The risks are continuing to grow of a very severe market dislocation event which may be dropped on the market like a bomb with no advance notice. Such words as ’stocks are over sold’, ‘are cheap on a valuation basis‘, or ‘under priced’ all have little meaning when the core economic scales to which such measures are made to begin with are being put into question. The credit crisis in the United States IS a crisis in the true sense of the word. The US Government is playing with dynamite in how they have been handling this crisis from the beginning. The use of the federal ‘checking account’ to bail out the weak and/or failing institutions has lit the fuse on that dynamite and we can only hope that someone comes along and puts it out. But as long as Ben Bernanke and Hank Paulson continue to write more and more checks to Wall Street they are only adding more dynamite to the pile.
 There will be more tomorrow…


Very informative blog! I had no idea! The events over the past several weeks has sparked my interest in the U.S. market. Never before have I wanted so badly to figure out why we are in the mess we are in and how to get out of it. I started my research by reading “The Big Gamble,” by Jose Roncal and Jose Abbo. They point out that nearly any so-called “investment” is in reality speculative. They encourage speculation due to the effects on the economy, but caution people to do their homework – to think carefully about where they put their hard earned money. The information on your blog has also been very instrumental to my understanding- thank you.

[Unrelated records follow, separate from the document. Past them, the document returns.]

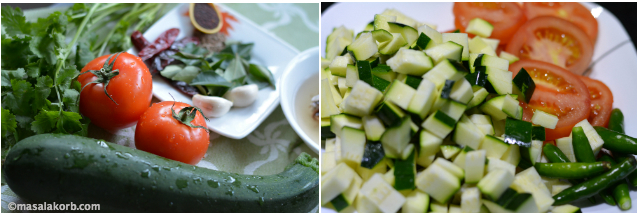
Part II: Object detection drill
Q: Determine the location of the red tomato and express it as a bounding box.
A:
[453,2,526,44]
[77,53,153,132]
[580,76,613,127]
[135,101,210,165]
[505,16,593,75]
[509,59,591,141]
[523,2,597,44]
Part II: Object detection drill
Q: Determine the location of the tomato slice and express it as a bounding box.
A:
[453,2,526,44]
[523,2,597,44]
[509,59,591,141]
[505,16,593,75]
[580,76,613,127]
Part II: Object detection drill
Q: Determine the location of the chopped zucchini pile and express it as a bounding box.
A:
[321,10,603,213]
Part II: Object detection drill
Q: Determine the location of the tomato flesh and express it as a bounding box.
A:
[453,2,526,44]
[505,16,593,75]
[523,2,598,43]
[510,59,591,141]
[77,53,153,132]
[135,101,210,165]
[580,76,613,127]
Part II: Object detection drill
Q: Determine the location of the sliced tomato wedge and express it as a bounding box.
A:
[523,2,597,44]
[509,59,591,141]
[505,16,593,75]
[453,2,526,44]
[580,76,613,127]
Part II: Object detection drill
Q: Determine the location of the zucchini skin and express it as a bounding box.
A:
[594,126,637,154]
[3,134,319,212]
[542,143,571,163]
[553,157,637,206]
[573,126,595,163]
[608,108,624,134]
[535,162,610,179]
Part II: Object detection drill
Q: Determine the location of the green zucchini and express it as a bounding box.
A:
[2,134,319,212]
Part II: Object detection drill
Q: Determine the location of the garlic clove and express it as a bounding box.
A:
[192,94,233,118]
[223,84,259,107]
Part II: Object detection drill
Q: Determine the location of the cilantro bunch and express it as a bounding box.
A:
[1,3,162,157]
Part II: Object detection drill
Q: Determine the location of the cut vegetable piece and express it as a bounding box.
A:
[321,163,360,205]
[376,101,405,127]
[478,168,514,200]
[502,95,522,120]
[330,114,363,138]
[394,151,416,190]
[432,158,465,180]
[465,18,493,38]
[385,79,416,109]
[449,78,473,104]
[378,33,407,55]
[442,33,469,61]
[330,55,354,77]
[512,68,536,103]
[380,116,411,158]
[362,115,385,141]
[387,49,433,76]
[416,162,460,203]
[571,119,604,155]
[464,150,487,184]
[320,78,341,119]
[500,145,520,166]
[460,187,482,212]
[532,126,546,141]
[480,135,510,159]
[440,145,461,160]
[341,80,383,117]
[359,174,405,212]
[504,118,533,147]
[500,51,520,64]
[348,32,378,60]
[555,136,577,162]
[341,126,366,168]
[402,189,429,213]
[422,111,456,138]
[467,86,486,109]
[422,59,467,90]
[453,115,485,149]
[487,157,515,175]
[372,29,393,43]
[425,41,463,64]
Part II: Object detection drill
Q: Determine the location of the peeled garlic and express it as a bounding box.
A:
[223,84,259,107]
[192,94,232,118]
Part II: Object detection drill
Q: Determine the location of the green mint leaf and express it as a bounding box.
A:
[223,55,246,81]
[190,70,232,88]
[2,6,31,36]
[2,68,26,87]
[172,66,201,84]
[55,111,83,134]
[75,40,95,69]
[55,67,80,89]
[1,34,32,69]
[31,110,60,134]
[248,64,276,89]
[0,106,17,138]
[32,75,53,109]
[159,65,184,79]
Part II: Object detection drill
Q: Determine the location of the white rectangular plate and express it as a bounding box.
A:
[129,4,299,139]
[321,2,637,213]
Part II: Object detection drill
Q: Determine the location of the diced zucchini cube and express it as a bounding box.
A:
[387,49,433,76]
[341,80,383,117]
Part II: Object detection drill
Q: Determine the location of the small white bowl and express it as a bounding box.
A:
[277,47,321,153]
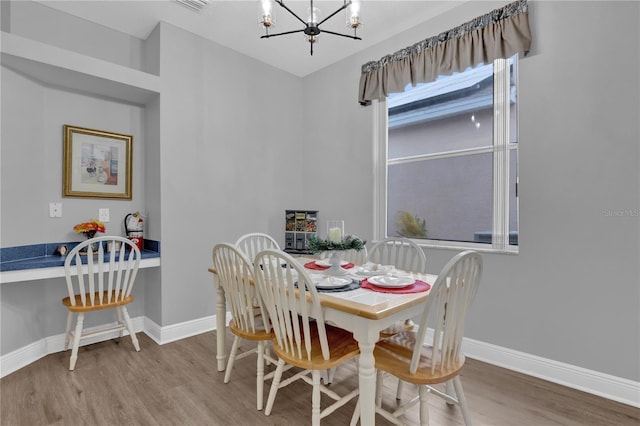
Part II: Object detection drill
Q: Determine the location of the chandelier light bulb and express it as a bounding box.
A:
[346,0,362,30]
[258,0,362,55]
[307,7,320,25]
[258,0,276,29]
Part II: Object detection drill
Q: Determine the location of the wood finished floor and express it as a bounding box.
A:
[0,332,640,426]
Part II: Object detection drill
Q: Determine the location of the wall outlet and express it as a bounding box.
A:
[49,203,62,217]
[98,209,109,222]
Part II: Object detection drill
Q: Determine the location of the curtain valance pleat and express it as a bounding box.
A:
[359,0,531,105]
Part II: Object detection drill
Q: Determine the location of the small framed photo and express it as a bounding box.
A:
[62,125,133,200]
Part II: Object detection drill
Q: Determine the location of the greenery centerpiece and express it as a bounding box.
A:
[307,235,366,253]
[307,235,366,275]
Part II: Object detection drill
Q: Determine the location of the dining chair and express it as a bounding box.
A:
[235,232,280,262]
[356,250,482,426]
[62,236,140,370]
[254,249,360,426]
[213,243,276,410]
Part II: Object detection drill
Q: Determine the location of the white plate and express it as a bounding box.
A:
[356,268,384,277]
[315,259,349,266]
[368,275,416,288]
[314,275,351,289]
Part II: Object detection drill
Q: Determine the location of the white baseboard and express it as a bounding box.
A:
[0,317,144,378]
[462,338,640,407]
[0,313,640,407]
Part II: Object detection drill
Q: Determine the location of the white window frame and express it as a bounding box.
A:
[372,59,520,254]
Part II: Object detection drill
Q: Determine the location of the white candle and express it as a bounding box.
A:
[329,227,342,243]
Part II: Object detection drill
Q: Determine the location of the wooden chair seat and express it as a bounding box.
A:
[373,331,465,385]
[273,325,360,370]
[229,319,273,341]
[62,291,133,312]
[351,250,482,426]
[253,249,360,426]
[62,236,141,370]
[212,245,276,410]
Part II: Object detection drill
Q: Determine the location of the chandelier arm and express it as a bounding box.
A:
[276,0,307,27]
[317,0,351,27]
[260,29,304,38]
[320,30,362,40]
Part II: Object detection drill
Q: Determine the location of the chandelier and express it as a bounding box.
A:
[258,0,362,55]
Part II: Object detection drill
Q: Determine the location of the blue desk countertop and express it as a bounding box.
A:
[0,240,160,272]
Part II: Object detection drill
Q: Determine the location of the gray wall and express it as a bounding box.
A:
[154,24,303,325]
[304,1,640,381]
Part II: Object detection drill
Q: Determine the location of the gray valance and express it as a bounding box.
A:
[359,0,531,105]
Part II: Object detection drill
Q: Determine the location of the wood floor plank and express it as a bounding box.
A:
[0,332,640,426]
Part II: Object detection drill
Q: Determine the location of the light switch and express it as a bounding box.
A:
[98,209,109,222]
[49,203,62,217]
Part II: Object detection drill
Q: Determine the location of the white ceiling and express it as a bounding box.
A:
[39,0,464,77]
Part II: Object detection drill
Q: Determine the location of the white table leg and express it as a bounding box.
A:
[213,274,227,371]
[354,330,377,426]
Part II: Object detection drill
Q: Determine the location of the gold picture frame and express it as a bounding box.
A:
[62,124,133,200]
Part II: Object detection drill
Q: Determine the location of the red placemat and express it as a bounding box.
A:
[304,261,356,271]
[360,279,431,294]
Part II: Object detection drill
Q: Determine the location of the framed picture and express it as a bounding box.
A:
[62,125,133,200]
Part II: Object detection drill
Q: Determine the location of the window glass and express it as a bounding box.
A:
[380,56,518,249]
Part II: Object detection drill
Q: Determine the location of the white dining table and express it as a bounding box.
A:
[209,260,437,426]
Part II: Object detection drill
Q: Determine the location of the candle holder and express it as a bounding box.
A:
[327,220,344,244]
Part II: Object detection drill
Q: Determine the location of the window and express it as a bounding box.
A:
[375,56,518,252]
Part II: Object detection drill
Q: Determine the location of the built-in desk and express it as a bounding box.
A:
[0,240,160,284]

How risky are the inverse funds and ETFs? What if the counterparty, who is to pay when the stock market goes down, goes out of business? Preparing for that possibility, I sold all my inverse funds and went into Treasuries. What are your thoughts on this?
Go read (or re-read) “When Genius Failed”, about the implosion of Long Term Capital Management, then extrapolate what happened to them to the entire global financial system, which is exactly what we is happening. Things don’t look good. I’ve got lots of short positions, gold positions, one protective DIA long (just in case, lol), all in options.
Hello Schahrzad,
Nice to see you here. The issue of counterparty risk has been brought up before and on many discussion sites. I personally contacted ProShares to talk with them about this issue but I was unable to receive an answer that I felt comfortable with, one way or another. They were VERY vague in how they described their calculated risks.
I am comfortable with ETF’s, great for day trades, great for short term swing trades, BUT, I won’t hold them in any account that I can’t keep a close eye on them and react quickly if needed.